Stream.twitter.com enhancements: implications and timeline


#1

Over April 1-2, we will be rolling out a change to our stream.twitter.com cluster, affecting our [node:6344].

On the backend, this will bring us greater stability and ability to scale, but after April 1-2 and for some time thereafter, if you have enabled gzip compression, you will notice that your connection will require approximately double the bandwidth for the same Tweet/message volume. (If you are not using gzip compression, you will not notice any such difference.)

UPDATE: This WILL affect User & Site Streams (on userstream.twitter.com and sitestream.twitter.com, respectively), but for most implementations, the bandwidth difference will be negligible.


#2

UPDATE: We have had to defer completion of the rollout. Please expect the rollout to continue over the next few days at least.


#3

I don’t get how enabling gzip compressing can increase bandwith. When you introduced gzip it would decrease data to appr. 1/5th the uncompressed size (https://blog.twitter.com/2012/announcing-gzip-compression-streaming-apis)

Do we have to make changes in order to process the data correctly?


#4

Any updates on the rollout?


#5

Dirk: We’re not enabling gzip compression; we’re changing the implementation. If YOU don’t have gzip compression enabled, then you won’t notice any difference, but if you do, then you’ll notice that the effective overall compression ratio is less than what it previously was. The new gzip implementation still requires less bandwidth than uncompressed streams.


#6

As of about 14:00 PDT today (Monday, April 14), we have completed the rollout to the stream.twitter.com cluster.


#7

as of 15:26 EST yesterday (Monday, April 14) all my scripts based on AnyEvent::Twitter::Stream stopped working.

JSON data is truncated, is incomplete. Maybe a gzip related issue? anyway, I can play with the modules and find out but this will affect ALL of the AnyEvent::Twitter::Stream Perl implementations out there!


#8

Hi Arthur, I believe I can fix the problem if I understand better what was changed in the implementation, can you please be so kind to provide details as to what changed?

Thanks!


#9

Since yesterday too many of the Twitter stream connections were not functionning correctly with an “Exceeded connection limit for user”

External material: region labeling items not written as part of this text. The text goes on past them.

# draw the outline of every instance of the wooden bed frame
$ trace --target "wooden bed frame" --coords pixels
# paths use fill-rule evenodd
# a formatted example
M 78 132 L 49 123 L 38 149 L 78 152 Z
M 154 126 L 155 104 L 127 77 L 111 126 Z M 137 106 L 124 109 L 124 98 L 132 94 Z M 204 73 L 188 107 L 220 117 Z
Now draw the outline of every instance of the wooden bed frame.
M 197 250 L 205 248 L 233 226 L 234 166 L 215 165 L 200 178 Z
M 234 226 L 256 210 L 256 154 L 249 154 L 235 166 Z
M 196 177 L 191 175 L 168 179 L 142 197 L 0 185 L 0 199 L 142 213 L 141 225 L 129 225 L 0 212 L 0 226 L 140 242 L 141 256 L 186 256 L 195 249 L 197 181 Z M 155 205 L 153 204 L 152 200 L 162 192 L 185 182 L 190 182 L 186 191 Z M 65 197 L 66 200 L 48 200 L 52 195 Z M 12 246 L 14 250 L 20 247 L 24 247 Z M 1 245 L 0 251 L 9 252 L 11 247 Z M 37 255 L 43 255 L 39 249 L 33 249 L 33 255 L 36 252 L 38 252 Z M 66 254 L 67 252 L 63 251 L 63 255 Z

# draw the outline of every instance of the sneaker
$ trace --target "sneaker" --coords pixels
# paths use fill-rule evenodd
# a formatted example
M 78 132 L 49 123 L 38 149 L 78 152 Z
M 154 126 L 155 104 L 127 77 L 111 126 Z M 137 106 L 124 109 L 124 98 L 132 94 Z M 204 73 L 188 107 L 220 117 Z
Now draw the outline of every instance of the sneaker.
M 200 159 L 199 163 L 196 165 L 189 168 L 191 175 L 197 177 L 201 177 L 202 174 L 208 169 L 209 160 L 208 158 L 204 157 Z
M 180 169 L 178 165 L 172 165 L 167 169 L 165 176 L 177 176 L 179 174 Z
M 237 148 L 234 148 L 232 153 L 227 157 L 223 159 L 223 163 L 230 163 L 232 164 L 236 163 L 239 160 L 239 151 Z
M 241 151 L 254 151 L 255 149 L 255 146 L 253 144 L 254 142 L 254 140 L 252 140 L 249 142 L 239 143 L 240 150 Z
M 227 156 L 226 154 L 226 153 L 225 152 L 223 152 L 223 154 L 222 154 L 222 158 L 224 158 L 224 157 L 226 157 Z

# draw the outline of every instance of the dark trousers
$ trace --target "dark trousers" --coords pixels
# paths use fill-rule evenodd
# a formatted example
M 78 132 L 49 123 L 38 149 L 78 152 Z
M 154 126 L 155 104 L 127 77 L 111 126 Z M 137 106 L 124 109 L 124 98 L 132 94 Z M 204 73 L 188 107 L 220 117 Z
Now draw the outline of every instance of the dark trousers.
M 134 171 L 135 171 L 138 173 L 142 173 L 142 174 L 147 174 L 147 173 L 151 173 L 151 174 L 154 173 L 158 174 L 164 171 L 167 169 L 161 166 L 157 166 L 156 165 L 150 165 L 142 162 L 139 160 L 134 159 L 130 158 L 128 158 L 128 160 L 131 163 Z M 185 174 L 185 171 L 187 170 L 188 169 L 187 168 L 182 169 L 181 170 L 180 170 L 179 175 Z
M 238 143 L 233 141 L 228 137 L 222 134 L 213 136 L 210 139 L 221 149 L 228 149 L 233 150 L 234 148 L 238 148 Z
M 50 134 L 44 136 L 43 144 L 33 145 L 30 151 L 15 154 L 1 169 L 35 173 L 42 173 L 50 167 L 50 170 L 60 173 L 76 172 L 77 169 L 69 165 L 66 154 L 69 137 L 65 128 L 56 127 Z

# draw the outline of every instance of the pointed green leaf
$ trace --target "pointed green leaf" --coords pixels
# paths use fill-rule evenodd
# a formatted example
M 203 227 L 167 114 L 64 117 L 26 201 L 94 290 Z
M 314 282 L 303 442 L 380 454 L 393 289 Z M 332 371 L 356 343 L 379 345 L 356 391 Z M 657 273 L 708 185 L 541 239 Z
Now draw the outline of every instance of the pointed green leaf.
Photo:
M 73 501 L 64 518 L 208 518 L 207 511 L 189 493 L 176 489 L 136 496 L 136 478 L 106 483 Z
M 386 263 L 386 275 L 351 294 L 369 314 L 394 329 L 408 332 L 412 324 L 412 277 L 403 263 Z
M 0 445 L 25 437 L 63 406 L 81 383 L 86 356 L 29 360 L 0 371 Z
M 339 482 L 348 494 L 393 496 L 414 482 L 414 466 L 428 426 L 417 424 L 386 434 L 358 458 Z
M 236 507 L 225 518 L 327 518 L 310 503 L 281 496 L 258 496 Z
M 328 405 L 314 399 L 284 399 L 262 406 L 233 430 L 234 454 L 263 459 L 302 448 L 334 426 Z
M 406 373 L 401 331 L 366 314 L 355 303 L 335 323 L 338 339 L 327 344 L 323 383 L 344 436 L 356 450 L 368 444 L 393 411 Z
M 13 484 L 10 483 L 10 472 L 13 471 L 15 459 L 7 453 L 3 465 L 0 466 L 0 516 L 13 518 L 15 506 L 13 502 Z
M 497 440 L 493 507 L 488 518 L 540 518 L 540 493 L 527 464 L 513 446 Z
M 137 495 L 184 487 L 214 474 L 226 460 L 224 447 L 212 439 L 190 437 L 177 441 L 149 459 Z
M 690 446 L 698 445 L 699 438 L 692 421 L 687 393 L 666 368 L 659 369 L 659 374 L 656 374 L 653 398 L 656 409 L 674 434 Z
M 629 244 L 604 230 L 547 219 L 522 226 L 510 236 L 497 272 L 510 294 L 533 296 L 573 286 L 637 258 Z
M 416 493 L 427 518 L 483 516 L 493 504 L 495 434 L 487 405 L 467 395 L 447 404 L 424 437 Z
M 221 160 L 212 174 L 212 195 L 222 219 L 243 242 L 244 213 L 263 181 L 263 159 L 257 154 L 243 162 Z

I did not had this error before! Sometime the error appears directly, sometime it took 5 or 10 minutes to happens… Can we have more details on this error?


#10

I have the same issue, all my incoming json streams are broken!!! And none of our apps are working. Please advise! Everything was working perfectly yesterday


#11

Yeah, something is fishy. In particular, the ?delimited=length option seems not to work anymore. The indicated lengths of the following data seems corrupted.


#12

Correct. They DO NOT match. I also tried delimited=length and the reported length is not matching the actual data received. Twitter will surely notice there is a problem when enough people start reporting it.


#13

I already found a fix and probably also the reason why twitter is not catching the error. I’m ‘validating’ the data, that is, i’m expecting some tweets to be incomplete so I’ll skip them. For that, I’ll check the length reported when I do &delimited=length and compare that to the length of the body received. If they match I consider the data valid, if not, I’ll simply skip it and will not attempt to JSON decode it.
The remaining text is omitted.